… Another potential problem with applying 2SLS and other IV procedures
is that the 2SLS standard errors have a tendency to be ‘‘large.’’ What
is typically meant by this statement is either that 2SLS coefficients
are statistically insignificant or that the 2SLS standard errors are
much larger than the OLS standard errors. Not surprisingly, the
magnitudes of the 2SLS standard errors depend, among other things, on
the quality of the instrument(s) used in estimation.
This quote is from Wooldridge's "Econometric analysis of cross-sectional and panel data". I wonder why this happens?

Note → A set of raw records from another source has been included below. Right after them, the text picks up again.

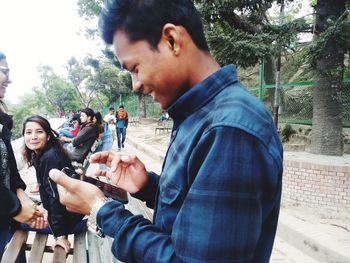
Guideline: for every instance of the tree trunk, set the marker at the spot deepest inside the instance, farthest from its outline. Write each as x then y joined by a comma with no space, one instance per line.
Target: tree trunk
269,77
141,105
327,131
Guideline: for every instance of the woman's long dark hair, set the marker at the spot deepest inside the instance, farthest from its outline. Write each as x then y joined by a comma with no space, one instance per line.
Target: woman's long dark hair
30,156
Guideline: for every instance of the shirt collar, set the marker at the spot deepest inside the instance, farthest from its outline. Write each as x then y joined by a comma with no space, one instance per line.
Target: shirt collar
202,93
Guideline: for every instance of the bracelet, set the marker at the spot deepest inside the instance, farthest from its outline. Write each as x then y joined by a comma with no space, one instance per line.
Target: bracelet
61,237
92,222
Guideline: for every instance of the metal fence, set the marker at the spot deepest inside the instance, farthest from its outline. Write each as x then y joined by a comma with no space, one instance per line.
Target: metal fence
296,101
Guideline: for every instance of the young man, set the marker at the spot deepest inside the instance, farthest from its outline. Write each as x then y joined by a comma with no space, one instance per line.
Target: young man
111,120
122,124
85,138
218,197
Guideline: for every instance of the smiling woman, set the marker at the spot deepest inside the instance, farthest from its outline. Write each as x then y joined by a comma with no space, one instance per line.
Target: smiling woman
15,203
44,151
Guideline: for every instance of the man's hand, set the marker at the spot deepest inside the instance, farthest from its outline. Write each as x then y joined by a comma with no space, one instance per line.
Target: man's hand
127,172
62,242
76,195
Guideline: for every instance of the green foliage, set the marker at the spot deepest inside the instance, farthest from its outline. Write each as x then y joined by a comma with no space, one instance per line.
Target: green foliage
287,132
89,8
337,31
239,32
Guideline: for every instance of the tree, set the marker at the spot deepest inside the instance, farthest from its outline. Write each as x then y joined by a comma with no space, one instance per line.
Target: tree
331,41
58,94
242,33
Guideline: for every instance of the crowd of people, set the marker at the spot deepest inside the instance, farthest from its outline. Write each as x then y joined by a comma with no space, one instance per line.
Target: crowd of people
218,196
45,149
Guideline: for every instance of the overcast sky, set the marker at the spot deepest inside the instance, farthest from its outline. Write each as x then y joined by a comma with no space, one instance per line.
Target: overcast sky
40,32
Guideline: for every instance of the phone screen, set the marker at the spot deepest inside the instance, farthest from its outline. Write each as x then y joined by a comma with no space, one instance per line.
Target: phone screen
109,190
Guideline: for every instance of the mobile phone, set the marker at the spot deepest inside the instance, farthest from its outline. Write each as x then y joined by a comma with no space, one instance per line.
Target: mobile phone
109,190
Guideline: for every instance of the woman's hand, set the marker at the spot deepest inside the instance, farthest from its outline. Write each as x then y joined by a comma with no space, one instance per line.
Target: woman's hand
76,195
127,172
29,210
62,242
41,221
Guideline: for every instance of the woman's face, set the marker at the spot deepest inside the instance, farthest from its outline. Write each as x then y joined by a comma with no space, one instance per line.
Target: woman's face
35,137
4,77
83,117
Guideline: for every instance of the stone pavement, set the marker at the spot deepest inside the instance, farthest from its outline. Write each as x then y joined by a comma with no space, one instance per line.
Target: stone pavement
301,237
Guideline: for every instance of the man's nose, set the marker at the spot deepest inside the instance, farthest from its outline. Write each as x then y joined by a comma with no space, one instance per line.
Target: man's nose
136,85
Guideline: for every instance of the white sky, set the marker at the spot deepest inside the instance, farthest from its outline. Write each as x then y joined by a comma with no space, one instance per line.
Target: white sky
35,32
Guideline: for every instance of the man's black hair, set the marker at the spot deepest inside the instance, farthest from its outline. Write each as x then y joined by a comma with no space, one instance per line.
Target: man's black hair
89,112
144,20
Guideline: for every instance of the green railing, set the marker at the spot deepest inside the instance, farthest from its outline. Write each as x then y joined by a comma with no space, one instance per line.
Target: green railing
296,101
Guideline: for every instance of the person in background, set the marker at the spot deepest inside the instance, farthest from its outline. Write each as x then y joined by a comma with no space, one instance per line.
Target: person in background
69,131
16,207
122,124
164,116
99,122
106,139
111,120
44,151
218,196
88,133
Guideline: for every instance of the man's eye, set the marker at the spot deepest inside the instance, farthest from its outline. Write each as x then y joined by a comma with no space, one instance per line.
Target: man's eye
134,70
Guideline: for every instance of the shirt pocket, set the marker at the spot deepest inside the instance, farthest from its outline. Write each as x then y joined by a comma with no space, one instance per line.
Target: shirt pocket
171,200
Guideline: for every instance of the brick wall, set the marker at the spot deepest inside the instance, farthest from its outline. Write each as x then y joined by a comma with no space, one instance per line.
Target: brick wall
316,185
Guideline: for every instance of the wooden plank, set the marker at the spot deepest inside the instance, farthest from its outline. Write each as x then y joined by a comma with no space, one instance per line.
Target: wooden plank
59,255
14,247
37,251
80,248
110,242
105,249
93,249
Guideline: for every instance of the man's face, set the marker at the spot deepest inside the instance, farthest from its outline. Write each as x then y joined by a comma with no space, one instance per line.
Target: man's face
154,72
84,118
4,77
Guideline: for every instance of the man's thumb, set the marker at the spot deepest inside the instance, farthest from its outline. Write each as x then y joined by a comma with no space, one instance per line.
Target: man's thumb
59,177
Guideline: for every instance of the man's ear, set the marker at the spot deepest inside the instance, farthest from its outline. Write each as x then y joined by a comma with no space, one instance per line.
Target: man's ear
172,35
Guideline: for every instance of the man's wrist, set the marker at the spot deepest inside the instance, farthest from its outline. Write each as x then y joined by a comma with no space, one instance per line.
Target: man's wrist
92,218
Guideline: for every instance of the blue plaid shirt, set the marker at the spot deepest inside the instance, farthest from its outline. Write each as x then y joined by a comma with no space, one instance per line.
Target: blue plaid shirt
218,196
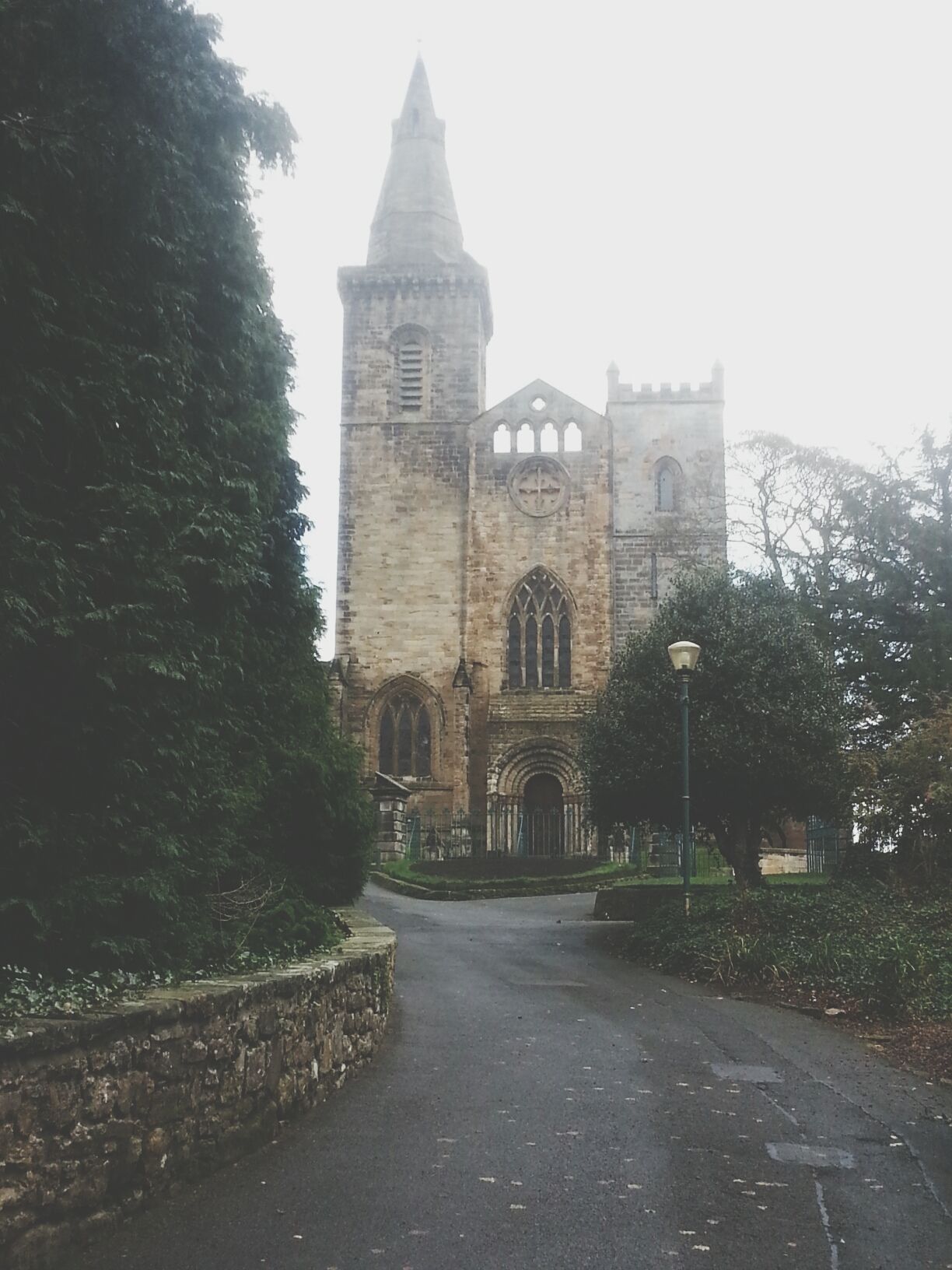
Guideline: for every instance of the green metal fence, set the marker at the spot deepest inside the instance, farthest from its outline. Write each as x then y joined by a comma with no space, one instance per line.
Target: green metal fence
443,835
823,846
656,851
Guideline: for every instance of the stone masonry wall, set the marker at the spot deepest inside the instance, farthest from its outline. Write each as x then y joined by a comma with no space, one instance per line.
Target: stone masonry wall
649,426
506,542
103,1114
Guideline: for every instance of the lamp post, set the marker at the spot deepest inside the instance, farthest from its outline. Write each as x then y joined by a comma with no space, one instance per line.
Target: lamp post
684,655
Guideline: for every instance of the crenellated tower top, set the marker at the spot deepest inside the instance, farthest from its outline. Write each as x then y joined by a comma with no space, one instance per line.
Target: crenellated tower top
417,221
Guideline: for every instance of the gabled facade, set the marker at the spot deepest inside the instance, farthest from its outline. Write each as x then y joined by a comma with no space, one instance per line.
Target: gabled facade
490,562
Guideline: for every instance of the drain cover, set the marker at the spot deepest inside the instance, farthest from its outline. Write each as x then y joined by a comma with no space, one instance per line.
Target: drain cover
741,1072
821,1157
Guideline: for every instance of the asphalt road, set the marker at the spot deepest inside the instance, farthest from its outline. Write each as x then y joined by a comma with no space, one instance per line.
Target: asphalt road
540,1103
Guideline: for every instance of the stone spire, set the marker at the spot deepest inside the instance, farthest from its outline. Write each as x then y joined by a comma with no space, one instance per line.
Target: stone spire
415,221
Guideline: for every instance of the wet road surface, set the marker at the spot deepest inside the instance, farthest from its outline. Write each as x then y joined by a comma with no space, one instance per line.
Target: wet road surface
540,1103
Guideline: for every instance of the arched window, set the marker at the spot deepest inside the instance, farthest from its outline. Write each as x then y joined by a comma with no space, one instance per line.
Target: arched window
548,652
514,652
548,438
540,609
386,743
410,376
405,738
667,486
530,652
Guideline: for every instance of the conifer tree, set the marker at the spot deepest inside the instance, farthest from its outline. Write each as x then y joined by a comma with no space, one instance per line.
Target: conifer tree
170,770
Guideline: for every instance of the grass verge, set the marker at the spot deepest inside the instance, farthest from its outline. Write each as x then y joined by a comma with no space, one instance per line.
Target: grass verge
590,878
863,945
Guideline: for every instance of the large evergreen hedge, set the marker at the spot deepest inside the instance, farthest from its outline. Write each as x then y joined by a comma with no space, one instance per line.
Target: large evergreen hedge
169,763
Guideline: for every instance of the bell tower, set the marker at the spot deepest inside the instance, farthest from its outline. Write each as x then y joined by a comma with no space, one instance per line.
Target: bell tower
417,323
418,315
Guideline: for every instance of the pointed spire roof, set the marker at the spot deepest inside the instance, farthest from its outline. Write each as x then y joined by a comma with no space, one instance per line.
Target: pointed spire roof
415,219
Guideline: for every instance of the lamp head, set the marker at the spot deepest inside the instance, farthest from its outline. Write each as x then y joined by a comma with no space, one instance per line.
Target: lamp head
684,654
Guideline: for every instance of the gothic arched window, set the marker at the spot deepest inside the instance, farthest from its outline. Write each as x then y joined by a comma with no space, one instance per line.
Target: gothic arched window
540,614
405,738
410,376
667,472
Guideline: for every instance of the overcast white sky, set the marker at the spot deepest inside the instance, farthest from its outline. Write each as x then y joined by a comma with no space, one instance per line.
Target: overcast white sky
664,184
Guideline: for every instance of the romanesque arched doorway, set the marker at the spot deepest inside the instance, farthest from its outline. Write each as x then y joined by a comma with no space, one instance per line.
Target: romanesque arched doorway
544,816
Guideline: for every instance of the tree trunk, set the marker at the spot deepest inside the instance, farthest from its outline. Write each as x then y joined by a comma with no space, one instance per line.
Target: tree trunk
740,846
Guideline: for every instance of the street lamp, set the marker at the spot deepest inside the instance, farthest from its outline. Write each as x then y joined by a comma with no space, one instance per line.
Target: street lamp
684,655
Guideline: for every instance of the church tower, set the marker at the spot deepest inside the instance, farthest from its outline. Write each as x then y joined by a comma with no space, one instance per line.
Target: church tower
417,321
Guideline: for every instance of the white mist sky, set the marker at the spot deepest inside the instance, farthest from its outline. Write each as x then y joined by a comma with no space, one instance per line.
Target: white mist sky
664,184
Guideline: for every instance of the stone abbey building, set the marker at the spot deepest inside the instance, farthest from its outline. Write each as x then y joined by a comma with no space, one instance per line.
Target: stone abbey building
492,560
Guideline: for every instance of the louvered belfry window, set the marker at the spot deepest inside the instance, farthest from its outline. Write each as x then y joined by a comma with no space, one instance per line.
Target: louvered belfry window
540,616
410,376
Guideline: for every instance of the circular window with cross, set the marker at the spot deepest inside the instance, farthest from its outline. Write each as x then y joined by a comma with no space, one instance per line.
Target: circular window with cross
538,486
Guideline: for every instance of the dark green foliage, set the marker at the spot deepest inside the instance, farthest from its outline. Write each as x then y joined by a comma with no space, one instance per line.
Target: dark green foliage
869,552
765,719
166,735
866,942
908,799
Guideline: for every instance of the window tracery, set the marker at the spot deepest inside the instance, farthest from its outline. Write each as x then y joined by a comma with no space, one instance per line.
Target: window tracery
538,634
667,472
405,738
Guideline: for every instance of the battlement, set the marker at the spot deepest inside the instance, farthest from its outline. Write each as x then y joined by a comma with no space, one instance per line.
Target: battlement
646,393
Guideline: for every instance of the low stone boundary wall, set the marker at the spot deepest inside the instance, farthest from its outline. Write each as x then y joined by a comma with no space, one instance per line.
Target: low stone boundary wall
102,1114
630,903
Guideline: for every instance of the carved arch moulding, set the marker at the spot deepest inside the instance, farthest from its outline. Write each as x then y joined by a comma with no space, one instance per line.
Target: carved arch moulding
534,757
404,727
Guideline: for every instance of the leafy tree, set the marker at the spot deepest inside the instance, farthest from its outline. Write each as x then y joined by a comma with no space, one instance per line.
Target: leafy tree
765,719
170,770
909,799
869,552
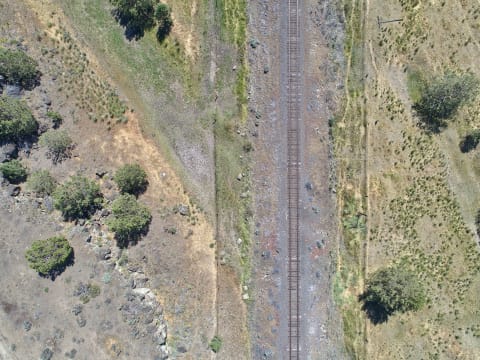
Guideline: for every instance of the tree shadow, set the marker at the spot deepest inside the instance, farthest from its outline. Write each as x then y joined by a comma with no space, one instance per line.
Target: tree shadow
164,30
134,28
52,275
468,143
132,238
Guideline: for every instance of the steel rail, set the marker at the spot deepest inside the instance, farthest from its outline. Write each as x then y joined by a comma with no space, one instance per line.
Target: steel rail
293,174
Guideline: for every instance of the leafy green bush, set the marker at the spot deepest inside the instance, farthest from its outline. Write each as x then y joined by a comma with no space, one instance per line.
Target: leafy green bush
470,141
41,182
443,96
13,171
393,289
164,21
78,198
216,344
130,219
49,257
135,15
18,68
58,144
131,179
16,120
56,118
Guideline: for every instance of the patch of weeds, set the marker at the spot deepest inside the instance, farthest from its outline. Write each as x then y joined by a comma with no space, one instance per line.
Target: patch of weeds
216,344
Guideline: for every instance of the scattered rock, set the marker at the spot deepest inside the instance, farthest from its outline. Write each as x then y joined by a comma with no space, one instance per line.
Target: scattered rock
183,210
77,309
71,354
104,213
104,253
48,203
27,325
101,173
181,349
81,321
46,354
14,91
8,152
106,325
254,43
13,190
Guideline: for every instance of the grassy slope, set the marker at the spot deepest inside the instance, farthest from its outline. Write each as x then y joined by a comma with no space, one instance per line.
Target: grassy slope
145,68
422,192
349,135
164,85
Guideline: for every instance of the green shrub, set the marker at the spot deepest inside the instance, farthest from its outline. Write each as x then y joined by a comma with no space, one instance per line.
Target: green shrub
58,144
131,179
13,171
130,219
49,257
56,118
394,289
164,21
78,198
442,97
41,182
135,15
216,344
470,141
16,120
18,68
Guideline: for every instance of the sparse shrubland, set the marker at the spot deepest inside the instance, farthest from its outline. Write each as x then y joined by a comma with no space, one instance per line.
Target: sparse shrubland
16,120
391,290
131,179
58,144
14,171
18,68
130,219
443,96
41,182
49,257
77,198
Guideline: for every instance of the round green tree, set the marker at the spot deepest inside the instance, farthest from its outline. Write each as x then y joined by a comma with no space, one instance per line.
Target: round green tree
16,120
131,179
41,182
58,143
77,198
18,68
49,257
164,21
135,15
129,220
442,97
13,171
395,289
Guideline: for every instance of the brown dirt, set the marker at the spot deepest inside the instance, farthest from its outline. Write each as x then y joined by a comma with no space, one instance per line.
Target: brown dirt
180,268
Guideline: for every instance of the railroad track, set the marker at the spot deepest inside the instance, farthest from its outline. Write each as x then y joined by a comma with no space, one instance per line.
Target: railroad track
293,173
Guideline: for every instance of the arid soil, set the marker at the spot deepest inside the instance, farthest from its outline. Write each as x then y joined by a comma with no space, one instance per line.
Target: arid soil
321,330
156,295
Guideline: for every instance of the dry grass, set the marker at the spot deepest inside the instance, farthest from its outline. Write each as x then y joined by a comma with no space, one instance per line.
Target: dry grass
422,192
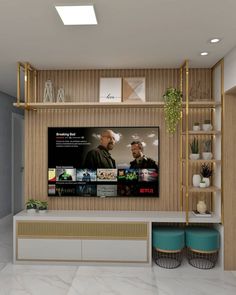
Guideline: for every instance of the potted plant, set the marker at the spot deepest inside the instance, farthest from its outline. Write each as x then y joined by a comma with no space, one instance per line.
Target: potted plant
196,126
202,183
42,206
206,172
206,126
194,145
207,154
172,108
31,206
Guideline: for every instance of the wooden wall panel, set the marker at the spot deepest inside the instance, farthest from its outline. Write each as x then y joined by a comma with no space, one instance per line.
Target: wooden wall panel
229,164
83,86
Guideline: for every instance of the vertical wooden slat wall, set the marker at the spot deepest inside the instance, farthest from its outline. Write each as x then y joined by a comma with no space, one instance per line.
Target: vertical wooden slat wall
83,86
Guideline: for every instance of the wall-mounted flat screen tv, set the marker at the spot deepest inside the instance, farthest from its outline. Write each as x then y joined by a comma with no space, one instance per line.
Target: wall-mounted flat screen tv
103,162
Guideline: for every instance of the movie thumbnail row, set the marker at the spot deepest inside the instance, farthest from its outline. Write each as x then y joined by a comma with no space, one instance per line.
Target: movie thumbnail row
87,175
103,190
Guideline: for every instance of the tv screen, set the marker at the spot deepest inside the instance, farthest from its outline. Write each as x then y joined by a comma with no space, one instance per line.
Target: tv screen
103,162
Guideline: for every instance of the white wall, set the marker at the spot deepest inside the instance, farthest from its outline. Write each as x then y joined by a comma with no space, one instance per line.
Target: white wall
230,70
6,109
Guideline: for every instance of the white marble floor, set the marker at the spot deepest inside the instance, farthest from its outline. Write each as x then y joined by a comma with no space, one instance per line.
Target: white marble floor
103,280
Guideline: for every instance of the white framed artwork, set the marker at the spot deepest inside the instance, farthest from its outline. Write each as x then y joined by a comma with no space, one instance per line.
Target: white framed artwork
110,90
134,89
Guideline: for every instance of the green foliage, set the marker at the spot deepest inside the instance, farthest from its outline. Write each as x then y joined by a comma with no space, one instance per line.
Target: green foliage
207,146
194,145
43,205
172,108
206,170
31,204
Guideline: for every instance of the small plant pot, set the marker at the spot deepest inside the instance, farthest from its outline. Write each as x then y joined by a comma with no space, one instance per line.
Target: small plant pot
206,127
207,181
207,155
196,180
194,156
42,211
196,127
31,211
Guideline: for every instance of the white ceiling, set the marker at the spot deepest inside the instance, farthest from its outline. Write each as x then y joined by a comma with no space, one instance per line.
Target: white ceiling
129,34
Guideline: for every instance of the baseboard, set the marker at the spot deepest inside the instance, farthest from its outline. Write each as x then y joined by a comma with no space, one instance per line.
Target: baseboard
6,219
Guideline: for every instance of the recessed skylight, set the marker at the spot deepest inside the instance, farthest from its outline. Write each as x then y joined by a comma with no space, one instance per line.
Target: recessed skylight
215,40
77,15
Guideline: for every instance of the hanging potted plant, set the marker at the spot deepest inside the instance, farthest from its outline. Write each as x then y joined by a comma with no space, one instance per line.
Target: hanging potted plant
172,108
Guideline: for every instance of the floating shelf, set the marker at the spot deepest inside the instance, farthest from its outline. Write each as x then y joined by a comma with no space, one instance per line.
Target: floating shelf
69,105
213,132
202,161
210,189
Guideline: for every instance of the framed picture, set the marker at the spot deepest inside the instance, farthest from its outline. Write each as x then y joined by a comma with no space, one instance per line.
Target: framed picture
134,89
110,90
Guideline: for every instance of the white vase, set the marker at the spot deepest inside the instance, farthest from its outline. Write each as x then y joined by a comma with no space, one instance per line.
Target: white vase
206,127
194,156
196,180
207,181
196,127
201,207
207,155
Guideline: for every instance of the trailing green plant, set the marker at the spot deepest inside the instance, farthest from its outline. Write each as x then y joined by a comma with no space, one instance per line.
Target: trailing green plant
172,108
207,121
42,205
31,204
207,146
206,170
194,145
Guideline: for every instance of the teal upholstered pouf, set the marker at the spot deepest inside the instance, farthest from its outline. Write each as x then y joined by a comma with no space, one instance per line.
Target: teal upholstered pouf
168,239
202,247
203,239
167,246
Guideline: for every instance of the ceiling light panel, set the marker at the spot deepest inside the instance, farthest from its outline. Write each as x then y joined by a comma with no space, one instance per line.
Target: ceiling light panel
77,15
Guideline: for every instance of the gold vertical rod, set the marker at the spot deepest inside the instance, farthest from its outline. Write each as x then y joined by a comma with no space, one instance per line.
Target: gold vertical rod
26,83
187,137
35,85
18,84
181,145
222,139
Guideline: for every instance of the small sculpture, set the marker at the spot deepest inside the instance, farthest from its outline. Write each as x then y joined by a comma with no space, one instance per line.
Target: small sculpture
48,94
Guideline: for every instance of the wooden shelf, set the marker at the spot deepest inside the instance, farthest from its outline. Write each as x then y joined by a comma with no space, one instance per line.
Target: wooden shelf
68,105
80,105
202,104
210,189
202,161
212,132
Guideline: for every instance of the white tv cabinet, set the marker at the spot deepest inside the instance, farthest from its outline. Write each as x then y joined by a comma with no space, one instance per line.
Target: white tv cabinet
85,237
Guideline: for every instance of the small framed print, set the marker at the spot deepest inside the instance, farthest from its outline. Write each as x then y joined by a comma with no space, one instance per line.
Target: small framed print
134,89
110,90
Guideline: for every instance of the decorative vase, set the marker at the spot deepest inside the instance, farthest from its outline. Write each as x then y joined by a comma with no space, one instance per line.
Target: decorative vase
206,127
196,180
207,181
48,94
196,127
60,95
202,185
201,207
194,156
207,155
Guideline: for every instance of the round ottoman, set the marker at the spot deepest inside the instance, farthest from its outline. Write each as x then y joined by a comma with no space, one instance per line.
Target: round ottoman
168,244
202,247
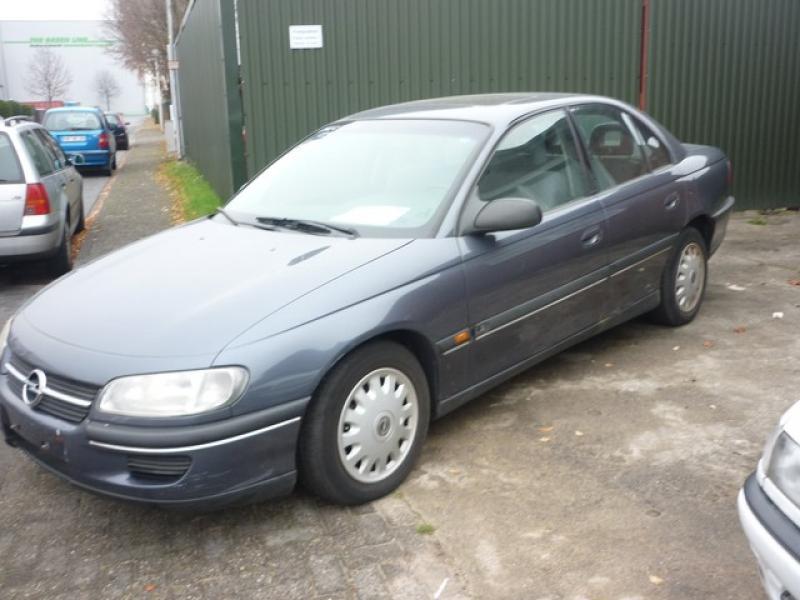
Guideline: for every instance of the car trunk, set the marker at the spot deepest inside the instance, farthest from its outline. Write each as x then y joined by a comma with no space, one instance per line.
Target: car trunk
78,140
12,188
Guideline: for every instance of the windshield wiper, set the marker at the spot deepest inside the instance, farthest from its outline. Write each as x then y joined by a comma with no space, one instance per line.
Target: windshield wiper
221,211
307,226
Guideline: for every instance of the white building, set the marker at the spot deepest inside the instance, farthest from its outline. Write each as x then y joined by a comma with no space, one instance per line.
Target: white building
83,47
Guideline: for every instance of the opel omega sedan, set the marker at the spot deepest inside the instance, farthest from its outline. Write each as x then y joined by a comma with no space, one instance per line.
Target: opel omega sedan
769,509
387,269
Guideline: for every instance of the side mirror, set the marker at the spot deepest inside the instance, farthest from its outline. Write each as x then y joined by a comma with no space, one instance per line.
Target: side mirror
507,214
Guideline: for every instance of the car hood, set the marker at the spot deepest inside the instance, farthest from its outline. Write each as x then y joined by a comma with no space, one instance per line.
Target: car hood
191,290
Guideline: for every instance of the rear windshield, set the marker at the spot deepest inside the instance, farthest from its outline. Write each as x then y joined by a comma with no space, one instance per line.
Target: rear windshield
72,121
10,171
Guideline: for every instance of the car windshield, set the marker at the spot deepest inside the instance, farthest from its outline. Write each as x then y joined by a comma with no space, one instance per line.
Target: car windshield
384,178
72,121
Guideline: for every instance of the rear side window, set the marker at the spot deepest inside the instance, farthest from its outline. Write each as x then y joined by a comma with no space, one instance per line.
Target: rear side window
614,154
40,157
10,169
52,148
78,120
654,149
537,159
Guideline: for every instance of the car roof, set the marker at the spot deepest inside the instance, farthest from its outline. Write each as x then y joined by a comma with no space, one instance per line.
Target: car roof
494,109
74,109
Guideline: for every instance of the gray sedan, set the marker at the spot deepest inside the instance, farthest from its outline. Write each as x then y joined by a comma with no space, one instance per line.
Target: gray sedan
41,196
389,268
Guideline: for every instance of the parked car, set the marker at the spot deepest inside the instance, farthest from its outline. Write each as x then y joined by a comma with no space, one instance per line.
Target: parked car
769,509
119,127
389,268
84,135
41,196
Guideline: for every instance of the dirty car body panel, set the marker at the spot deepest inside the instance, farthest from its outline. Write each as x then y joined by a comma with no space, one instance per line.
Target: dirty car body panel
289,305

I would prefer a mathematical explanation.
Assuming homoskedasticity for simplicity the (estimated) asymptotic variance of OLS estimator is given by
$$\widehat{Avar}(\hat{\beta}_{OLS}) = n\sigma^2(X'X)^{-1}$$
while for the 2SLS estimator
$$\widehat{Avar}(\hat{\beta}_{2SLS}) = n\sigma^2(\hat{X}'\hat{X})^{-1}$$
where
$$\hat{X} = P_zX = Z(Z'Z)^{-1}Z'X.$$
$X$ is the matrix of regressors, including the endogenous ones, and $Z$ is the matrix of instrumental variables.
So rewriting the variance for 2SLS gives
$$\widehat{Avar}(\hat{\beta}_{2SLS}) = n\sigma^2\left(X'Z(Z'Z)^{-1}Z'X\right)^{-1}.$$
However, I can't conclude from above formulas that $\widehat{Avar}(\hat{\beta}_{2SLS}) \geq \widehat{Avar}(\hat{\beta}_{OLS})$.
Best Answer
We say a matrix $A$ is at least as large as $B$ if their difference $A-B$ is positive semidefinite (psd).
An equivalent statement that turns out to be handier to check here is that $B^{-1}-A^{-1}$ is psd (much like $a>b$ is equivalent to $1/b>1/a$).
So we want to check that $$ X'X-X'Z(Z'Z)^{-1}Z'X $$ is psd.
Write $$ X'X-X'Z(Z'Z)^{-1}Z'X=X'(I-Z(Z'Z)^{-1}Z')X=X'M_ZX $$ To check that $X'M_ZX$ is psd, we must show that, for any vector $d$, $$ d'X'M_ZXd\geq0 $$ Let $c=Xd$. Then, $$ c'M_Zc\geq0 $$ as $M_Z$ is a symmetric and idempotent projection matrix, which is known to be psd: write, using symmetry and idempotency, $$ c'M_Zc=c'M_ZM_Zc=c'M_Z'M_Zc $$ and let $e=M_Zc$, so that $c'M_Zc=e'e=\sum_ie_i^2$, which, being a sum of squares, must be nonnegative.
P.S.: Two little quibbles - you refer to the estimated asymptotic variances $\widehat{Avar}(\hat\beta_j)$. Now, the OLS estimator and the 2SLS estimator of $\sigma^2$ are not the same, so that I do not see that the ranking must necessarily be preserved if these estimates differ. Also, the asymptotic variances are generally scaled by $n$ so as to obtain a nondegenerate quantity as $n\to\infty$. (Of course, scaling both by $n$ will not affect the ranking, so that the issue is a little moot for this particular question.)